Albert Puyou, comte de Pouvourville, (1862-1939), fut initié dans le taoïsme sous le nom de Matgioï, « œil du jour ». Après avoir, comme rené Guénon, fréquenté les milieux occultistes (une filiation martiniste se réclame de lui encore aujourd’hui, il influença l’Eglise gnostique), il s’employa à introduire le taoïsme en France après son séjour en Indochine. Il fut un grand opposant au colonialisme.

Cet ouvrage nous propose une traduction des trois livres fondamentaux du taoïsme, le Tao ou Livre de la Voie, le Te ou Livre de la Vertu, le Kan-ing ou Livre des actions et réactions concordantes. Mais son intérêt réside surtout dans les commentaires de Matgioï qui accompagnent ces textes classiques déjà très accessibles.

Matgioï devait publier ses commentaires sur le taoïsme en trois volumes dont deux seulement furent édités, il s’agit de La Voie rationnelle et de La Voie métaphysique. Le troisième volume La Voie sociale s’intéressait à un projet sociétal basé sur la sagesse taoïste. L’ouvrage ne fut jamais publié. La lecture des commentaires rassemblés par José Nogueira permet toutefois d’identifier les grandes lignes de La Voie sociale. Une fois de plus, le lecteur sera étonné de la permanence du taoïsme et de sa pertinence actuelle.

« La menace de la mort n’est qu’un préservatif ; la mise à mort est un assassinat et est vengée par la mort de l’assassin. C’est une application de la doctrine du « choc en retour » des actions humaines qui fait l’objet du traité du Kan-ing. Chaque acte porte avec lui un germe de futur et la manifestation de l’acte déclenche nécessairement une sanction qui peut se produire immédiatement ou plus tard mais dont le résumé accompagne l’auteur de l’action le long de sa personnalité.
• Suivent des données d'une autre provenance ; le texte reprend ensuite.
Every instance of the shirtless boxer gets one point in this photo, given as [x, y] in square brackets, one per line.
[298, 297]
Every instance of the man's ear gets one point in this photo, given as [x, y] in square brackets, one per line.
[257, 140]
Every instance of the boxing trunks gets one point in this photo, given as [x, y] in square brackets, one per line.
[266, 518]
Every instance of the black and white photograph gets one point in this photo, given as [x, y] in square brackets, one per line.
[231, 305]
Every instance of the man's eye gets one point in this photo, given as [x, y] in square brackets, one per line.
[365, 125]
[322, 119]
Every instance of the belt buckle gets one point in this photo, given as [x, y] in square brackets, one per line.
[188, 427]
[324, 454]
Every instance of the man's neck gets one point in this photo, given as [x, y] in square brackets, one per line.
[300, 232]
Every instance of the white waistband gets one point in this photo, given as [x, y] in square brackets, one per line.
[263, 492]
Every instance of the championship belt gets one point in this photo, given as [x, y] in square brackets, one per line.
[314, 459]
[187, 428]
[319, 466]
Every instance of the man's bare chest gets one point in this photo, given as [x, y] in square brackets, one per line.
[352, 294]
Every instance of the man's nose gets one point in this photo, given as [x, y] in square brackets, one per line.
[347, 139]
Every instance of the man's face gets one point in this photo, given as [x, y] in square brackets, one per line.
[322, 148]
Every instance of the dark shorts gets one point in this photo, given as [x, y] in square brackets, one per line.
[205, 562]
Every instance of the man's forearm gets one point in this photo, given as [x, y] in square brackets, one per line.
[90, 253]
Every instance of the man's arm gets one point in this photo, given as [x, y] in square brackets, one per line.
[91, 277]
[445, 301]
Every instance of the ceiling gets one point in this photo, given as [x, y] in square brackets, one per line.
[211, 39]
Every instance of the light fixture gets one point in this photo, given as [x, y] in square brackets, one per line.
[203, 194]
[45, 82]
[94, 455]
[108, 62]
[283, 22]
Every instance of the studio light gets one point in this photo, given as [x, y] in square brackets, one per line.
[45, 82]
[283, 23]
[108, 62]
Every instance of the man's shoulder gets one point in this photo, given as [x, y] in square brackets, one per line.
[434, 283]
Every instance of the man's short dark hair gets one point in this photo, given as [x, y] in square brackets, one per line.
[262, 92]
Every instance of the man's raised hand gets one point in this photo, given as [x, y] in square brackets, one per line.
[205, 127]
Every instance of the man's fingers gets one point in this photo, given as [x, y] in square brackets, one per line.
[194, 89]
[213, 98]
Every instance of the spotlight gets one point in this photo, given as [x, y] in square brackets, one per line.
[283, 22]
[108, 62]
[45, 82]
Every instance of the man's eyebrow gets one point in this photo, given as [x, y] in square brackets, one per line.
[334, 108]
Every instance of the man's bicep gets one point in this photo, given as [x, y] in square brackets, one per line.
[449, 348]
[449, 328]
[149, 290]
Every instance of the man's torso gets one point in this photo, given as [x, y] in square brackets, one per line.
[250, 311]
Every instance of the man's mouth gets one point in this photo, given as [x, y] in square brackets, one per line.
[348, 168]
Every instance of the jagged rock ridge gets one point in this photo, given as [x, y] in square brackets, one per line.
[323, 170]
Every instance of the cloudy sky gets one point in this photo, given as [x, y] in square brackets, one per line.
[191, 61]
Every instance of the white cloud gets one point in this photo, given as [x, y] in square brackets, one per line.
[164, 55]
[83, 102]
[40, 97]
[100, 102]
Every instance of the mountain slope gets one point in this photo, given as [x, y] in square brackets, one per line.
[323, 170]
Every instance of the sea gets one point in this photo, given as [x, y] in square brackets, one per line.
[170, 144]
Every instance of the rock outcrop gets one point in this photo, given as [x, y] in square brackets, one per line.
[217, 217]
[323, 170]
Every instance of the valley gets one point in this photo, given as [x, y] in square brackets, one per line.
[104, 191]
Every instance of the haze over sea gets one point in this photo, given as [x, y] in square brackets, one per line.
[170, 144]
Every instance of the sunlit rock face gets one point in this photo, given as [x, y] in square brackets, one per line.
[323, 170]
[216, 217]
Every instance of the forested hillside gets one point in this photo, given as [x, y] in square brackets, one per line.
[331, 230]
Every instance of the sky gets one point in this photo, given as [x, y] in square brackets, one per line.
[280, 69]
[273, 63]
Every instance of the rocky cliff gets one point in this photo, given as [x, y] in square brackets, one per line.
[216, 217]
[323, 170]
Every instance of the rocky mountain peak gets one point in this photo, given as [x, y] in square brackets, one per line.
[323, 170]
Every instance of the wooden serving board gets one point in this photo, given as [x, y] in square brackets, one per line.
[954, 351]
C’est lorsque ce résumé est égal à zéro que le Nirvana est enfin atteint.

Seule la conduite non-conforme des grands peut rendre le peuple malheureux : et le malheur du peuple le conduit à se dégoûter de l’existence, à mépriser la mort, et à passer par suite une vie médiocre dans les révoltes. Les grands portent donc immédiatement la peine de leur erreur, parce que cette erreur, par juste contrecoup, leur fait perdre le seul moyen de gouvernement qu’ils puissent posséder vis-à-vis des hommes qui se sont écartés de la Voie. »

Il ne faudrait pas lire les commentaires de Matgioï à travers la vision courante, linéaire et réductrice du karma qui prévaut encore en Occident. Matgioï invite à appréhender l’acte comme un mouvement d’énergie, un effort psychique, qui vient co-influencer la complexité et la dynamique du tissu énergétique du monde.

« Or, dit-il, ce sont là précisément les phénomènes les plus importants que peut susciter l’action humaine ; ce sont les seuls qui demeurent, et qui, par un jeu de mouvements réciproques et parfaitement coordonnés, ont une existence perpétuelle ; ce sont eux seuls qui ont une résultante sur tous les plans, un écho dans tous les mondes et qui portent en eux ce caractère de pérennité que doit avoir tout ce qui dit, pense ou agit un homme, parcelle infinitésimale, mais certaine, de ce Tout indicible dont l’Eternité est une dimension. »

Il indique alors, en quelques mots, l’intérêt d’une alchimie particulière :

« C’est en ce monde énergétique que vont converger, sans se perdre ou s’annihiler, toutes les énergies partielles émises par les séries des actions humaines. Considérons-les jusqu’à leur entrée en ce monde mystérieux, athanor central où tout ce qui est une force s’élabore ; et tâchons de les saisir à leur sortie. »

Ce livre mérite une lecture très attentive. Les commentaires de Matgioï sont une opportunité d’approcher l’essence si subtile du taoïsme notamment à travers ses applications sociales.